Said Romney after winning the primary, “Those people who don’t think that Latinos will vote for a Republican need to take a look in Puerto Rico…Hispanic voters are going to vote for Republicans if we stand for something: conservative principles that bring growth and good jobs and rising home values…I intend to become our nominee and I intend to get Latino voters to vote for a Republican.”
According to Frank Sharry, Executive Director of America’s Voice, “Mitt Romney is living in an alternate reality. While it’s great that he finally recognizes the importance of Latino voters, it’s a leap in logic to think that his Puerto Rico primary win means that all the recent polls and analysts are wrong, and he will do well with this constituency in November.
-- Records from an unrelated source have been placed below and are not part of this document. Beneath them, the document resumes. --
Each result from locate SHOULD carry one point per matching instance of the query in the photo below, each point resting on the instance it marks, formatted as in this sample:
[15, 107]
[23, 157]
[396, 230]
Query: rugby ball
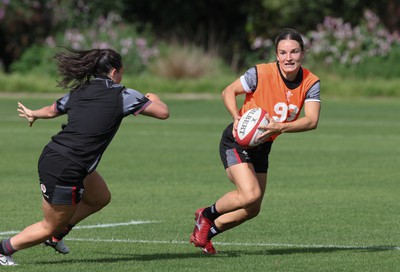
[247, 130]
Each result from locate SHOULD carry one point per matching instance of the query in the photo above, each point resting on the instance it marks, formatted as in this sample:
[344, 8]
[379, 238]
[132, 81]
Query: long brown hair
[77, 67]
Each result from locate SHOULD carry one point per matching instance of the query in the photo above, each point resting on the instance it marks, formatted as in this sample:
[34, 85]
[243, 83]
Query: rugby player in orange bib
[283, 88]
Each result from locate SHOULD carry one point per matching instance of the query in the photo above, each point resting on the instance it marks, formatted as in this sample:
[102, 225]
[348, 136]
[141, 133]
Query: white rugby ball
[247, 131]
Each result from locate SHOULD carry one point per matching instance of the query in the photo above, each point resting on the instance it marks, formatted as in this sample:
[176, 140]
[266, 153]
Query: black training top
[94, 114]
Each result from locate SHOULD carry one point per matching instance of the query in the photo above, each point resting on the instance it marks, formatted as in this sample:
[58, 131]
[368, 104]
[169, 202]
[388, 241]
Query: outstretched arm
[157, 109]
[32, 115]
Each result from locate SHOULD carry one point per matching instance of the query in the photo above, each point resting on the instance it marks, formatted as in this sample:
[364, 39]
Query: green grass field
[331, 202]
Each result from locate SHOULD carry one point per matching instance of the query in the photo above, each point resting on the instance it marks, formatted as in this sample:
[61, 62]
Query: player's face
[289, 56]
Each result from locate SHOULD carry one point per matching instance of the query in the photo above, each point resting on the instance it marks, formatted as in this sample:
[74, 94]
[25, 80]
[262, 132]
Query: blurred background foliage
[202, 40]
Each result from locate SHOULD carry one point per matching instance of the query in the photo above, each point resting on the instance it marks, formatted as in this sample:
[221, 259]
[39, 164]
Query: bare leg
[56, 217]
[243, 203]
[95, 197]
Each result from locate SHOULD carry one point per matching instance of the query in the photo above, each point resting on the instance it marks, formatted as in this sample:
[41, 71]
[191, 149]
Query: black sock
[6, 247]
[211, 213]
[213, 231]
[61, 235]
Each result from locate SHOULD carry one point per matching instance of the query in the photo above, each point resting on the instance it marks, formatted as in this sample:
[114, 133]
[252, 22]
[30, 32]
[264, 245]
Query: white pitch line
[108, 225]
[236, 244]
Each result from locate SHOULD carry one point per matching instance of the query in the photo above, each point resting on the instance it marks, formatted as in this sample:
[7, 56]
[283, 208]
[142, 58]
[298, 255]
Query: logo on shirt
[288, 95]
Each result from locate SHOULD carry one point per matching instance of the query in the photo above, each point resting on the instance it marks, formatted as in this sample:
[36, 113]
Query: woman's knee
[251, 198]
Without a major change of course in his immigration policy and rhetoric, Romney will remain out of touch and out of step with the vast majority of Latino voters throughout the nation.”
Undoubtedly aided by Rick Santorum’s decision to tell Puerto Rican voters that they should speak English if they want statehood, Romney won 83% of Republican voters in a territory where most citizens identify as Latino. What he fails to mention is that this is 83% of just 112,000 votes cast. Not to mention, 83% of an electorate comprised entirely of Republican primary voters – not nearly a representative sample of Latino voters this November. Contrast that to the 2 million voters who participated in the 2008 general election in Puerto Rico—and the fact that immigration will be a defining issue for Latino voters in the 2012 general election—and Romney’s argument looks embarrassingly desperate.
Recent polling of Latino voters nationwide shows that, despite Romney’s claims, he remains at risk to receive historically low levels of support for a major party nominee among Latino voters. For example, a recent Fox News Latino/Latin Insights poll of 1,200 likely Latino voters found, in the words of the accompanying poll recap from Fox News Latino, “that the overwhelming choice among likely Latino voters is President Obama. In head-to-head match-ups none of the GOP candidates would garner more than 14 percent of the Latino vote come November.” The same poll also demonstrated that immigration remains a defining, threshold issue for Latino voters, helping to shape their voting choices and views of candidates.